The box had been made with great skill, leather laid over a framework of wood. Filis’s face formed the top—skillfully padded enough to show the contours, like a mask, though much flattened, the ears—those distinctive ears—forming a hideously decorative border to left and right. Meddthal struggled to think about that, not that it was Filis’s face, the familiar face of a brother he had loved and quarreled with. Not—absolutely not—about how it had been taken from Filis, whether Filis had been skinned before or after death.

He struggled to stay upright, to breathe, to hold back the nausea that threatened to shame him in front of all. He became aware gradually that the sergeant’s arm was around him, steadying him—a strong, warm arm, and most of all a live arm. That his men were looking away from him, giving him time to recover, stirring about as if it were a normal morning and they were getting ready for another day. He dragged in one lungful after another of the chill air—air that would never be warm after this. And looked again.

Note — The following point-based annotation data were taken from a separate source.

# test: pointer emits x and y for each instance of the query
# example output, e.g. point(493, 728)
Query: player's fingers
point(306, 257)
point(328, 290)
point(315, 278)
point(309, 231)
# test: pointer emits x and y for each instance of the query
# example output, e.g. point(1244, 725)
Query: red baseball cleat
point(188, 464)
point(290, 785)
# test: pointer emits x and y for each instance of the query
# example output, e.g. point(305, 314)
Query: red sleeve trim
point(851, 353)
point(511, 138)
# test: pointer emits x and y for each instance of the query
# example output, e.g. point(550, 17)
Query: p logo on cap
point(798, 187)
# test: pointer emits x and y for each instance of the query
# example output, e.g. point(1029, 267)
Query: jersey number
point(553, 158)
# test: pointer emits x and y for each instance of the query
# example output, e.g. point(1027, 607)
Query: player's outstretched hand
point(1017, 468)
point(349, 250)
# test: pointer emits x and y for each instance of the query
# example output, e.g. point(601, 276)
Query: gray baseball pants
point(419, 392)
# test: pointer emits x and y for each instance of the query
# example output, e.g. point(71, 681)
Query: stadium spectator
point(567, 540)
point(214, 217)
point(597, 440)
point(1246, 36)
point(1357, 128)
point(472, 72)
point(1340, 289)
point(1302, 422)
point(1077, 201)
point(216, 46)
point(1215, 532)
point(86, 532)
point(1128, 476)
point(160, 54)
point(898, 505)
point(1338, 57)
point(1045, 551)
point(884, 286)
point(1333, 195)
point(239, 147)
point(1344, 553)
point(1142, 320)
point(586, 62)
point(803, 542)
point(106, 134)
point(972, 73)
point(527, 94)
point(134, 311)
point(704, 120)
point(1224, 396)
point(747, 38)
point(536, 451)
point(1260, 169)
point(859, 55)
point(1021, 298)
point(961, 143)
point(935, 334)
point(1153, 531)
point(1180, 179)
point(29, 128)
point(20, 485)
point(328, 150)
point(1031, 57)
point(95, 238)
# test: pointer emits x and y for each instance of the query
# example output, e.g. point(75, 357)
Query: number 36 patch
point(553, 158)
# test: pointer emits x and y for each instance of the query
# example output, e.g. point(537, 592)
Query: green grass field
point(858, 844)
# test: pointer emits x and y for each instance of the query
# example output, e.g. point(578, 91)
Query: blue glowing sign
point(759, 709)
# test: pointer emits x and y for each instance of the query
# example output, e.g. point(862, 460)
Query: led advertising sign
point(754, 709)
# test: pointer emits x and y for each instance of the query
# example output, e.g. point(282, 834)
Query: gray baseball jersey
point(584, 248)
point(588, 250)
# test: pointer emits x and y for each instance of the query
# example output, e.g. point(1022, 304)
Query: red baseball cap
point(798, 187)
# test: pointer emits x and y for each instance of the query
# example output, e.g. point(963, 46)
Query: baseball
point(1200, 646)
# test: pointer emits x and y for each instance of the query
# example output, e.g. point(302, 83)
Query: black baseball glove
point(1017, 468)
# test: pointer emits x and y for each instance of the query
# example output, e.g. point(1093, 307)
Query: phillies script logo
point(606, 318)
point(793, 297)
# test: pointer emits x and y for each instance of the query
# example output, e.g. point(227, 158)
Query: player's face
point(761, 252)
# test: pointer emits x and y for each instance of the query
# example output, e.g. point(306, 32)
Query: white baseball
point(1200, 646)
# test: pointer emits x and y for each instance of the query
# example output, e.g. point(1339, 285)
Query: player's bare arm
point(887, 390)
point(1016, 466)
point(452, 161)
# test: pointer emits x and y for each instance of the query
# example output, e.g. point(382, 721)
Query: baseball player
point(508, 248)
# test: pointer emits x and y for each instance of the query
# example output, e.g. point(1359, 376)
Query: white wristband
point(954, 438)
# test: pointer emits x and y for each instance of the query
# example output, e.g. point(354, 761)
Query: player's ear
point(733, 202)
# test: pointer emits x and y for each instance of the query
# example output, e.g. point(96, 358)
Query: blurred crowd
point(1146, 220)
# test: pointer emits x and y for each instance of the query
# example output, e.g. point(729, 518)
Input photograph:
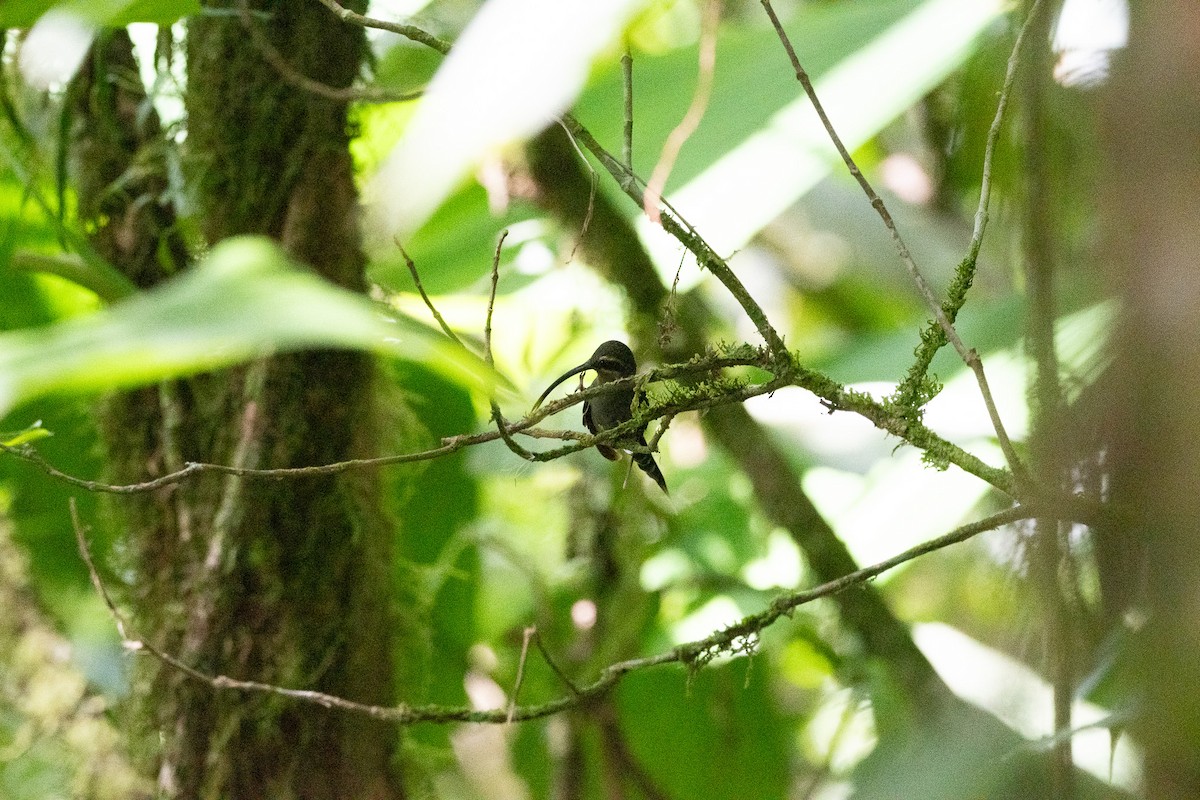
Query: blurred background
point(952, 675)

He could not unsee what he had seen. He could not unthink the thoughts that raced through his mind, deadly as a flight of arrows. He had known—they had all known—that Filis was likely dead, killed by Alured or at his command. They had told themselves that, they had even—as his father had said aloud first—hoped he was dead and past suffering. Had it been Filis’s severed head … even a body bearing marks of torture … it would not have been so bad.

Filis’s hair fell over the back of the box, carefully braided with ribbons in Immer’s colors and formed into a decorative knot. On one corner was a scar Meddthal recognized from Filis’s shoulder … then he saw the fine stitching that had attached that piece of Filis’s skin to the others. A tube—it must be the message tube with the letter to Count Andressat—protruded obscenely from Filis’s mouth.

Rage shook him as suddenly as horror had. That scum had planned all this to the last detail … to foul one of the year’s holiest days, Sunreturn, with such horror … to make of it not the day of hope and joy Midwinter Feast had always been but to stain it with the memory of Filis’s death.

“It was in a sack, tied with a green ribbon,” one of the men said. “There was a message: Send it to Count Andressat as a Midwinter gift from his liege, it said.” He pointed to the sack, crumpled on the floor, coarsely woven, and the ribbon with a wooden tag still attached.

Meddthal shook his head. “He has no liege, and it would kill him.” To his surprise, his voice sounded almost normal.